The percentage of small businesses - with fewer than 100 employees - accessing the Internet exceeded 52% in 1999, according to the 1999 U.S. Small Business Survey released by International Data Corp. That number is expected to climb to more than 70% by 2003.

Not only are these businesses accessing information on the World Wide Web, many are perceiving the benefit of promoting themselves via the Internet. In 1999, 2.1 million U.S. small businesses had a home page or Web site; 2000 will see a site increase of 30% to 2.7 million.

"Although more small businesses are experimenting with Web promotion of their products and services, the market is far from saturated and there is still plenty of room to grow," said Raymond Boggs, IDC's vice president/small business research. "Almost 13% of U.S. small businesses have yet to invest in a PC."

Other findings include:

  • The growth in the number of new small businesses online is evident in all company size categories;

  • The majority of small businesses still access the World Wide Web through a single PC shared by all users; and

  • Small businesses that use the Internet tend to be more advanced users of computer technology.

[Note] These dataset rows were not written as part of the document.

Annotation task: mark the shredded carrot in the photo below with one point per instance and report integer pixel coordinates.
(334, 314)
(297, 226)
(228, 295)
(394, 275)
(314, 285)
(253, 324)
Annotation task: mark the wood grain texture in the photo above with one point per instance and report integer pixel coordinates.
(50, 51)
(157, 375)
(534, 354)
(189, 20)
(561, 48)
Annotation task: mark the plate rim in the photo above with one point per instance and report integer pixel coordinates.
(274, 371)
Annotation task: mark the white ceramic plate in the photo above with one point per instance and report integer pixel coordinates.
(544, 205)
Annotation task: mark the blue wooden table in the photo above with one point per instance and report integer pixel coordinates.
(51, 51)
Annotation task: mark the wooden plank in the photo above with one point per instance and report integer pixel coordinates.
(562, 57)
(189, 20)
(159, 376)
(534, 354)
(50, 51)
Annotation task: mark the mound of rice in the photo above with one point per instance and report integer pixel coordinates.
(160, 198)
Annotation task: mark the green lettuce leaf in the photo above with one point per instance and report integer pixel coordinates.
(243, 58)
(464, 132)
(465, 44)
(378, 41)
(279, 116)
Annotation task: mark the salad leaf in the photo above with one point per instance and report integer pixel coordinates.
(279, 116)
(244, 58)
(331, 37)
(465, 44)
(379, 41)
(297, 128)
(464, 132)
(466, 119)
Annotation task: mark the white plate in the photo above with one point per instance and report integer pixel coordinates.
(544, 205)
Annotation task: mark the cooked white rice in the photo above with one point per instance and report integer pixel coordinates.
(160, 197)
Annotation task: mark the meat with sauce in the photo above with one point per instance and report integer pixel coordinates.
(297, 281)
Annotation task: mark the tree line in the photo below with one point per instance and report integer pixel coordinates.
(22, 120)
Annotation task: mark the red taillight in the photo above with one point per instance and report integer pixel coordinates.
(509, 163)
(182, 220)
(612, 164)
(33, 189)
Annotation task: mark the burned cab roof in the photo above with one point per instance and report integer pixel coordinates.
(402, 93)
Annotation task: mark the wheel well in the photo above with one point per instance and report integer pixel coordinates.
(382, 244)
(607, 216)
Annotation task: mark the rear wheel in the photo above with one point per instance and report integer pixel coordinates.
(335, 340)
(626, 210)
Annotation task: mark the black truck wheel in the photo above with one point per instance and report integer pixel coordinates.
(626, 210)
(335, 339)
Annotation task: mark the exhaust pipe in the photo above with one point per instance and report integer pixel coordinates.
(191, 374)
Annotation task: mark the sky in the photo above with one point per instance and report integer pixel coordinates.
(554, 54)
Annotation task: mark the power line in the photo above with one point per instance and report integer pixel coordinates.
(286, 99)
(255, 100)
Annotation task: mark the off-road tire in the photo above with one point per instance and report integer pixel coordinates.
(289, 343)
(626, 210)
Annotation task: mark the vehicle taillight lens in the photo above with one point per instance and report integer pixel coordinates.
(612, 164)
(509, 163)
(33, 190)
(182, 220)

The report notes that electronic commerce presents the most significant growth opportunity for a wide range of small businesses. The number of these companies selling goods and services online will expand from 850,000 at the end of 1999 to 2.9 million in 2003.

"The Internet has tremendous reach and small businesses are beginning to realize the potential of this channel," Boggs said. "By 2003, nearly half of online small businesses will be selling over the Internet."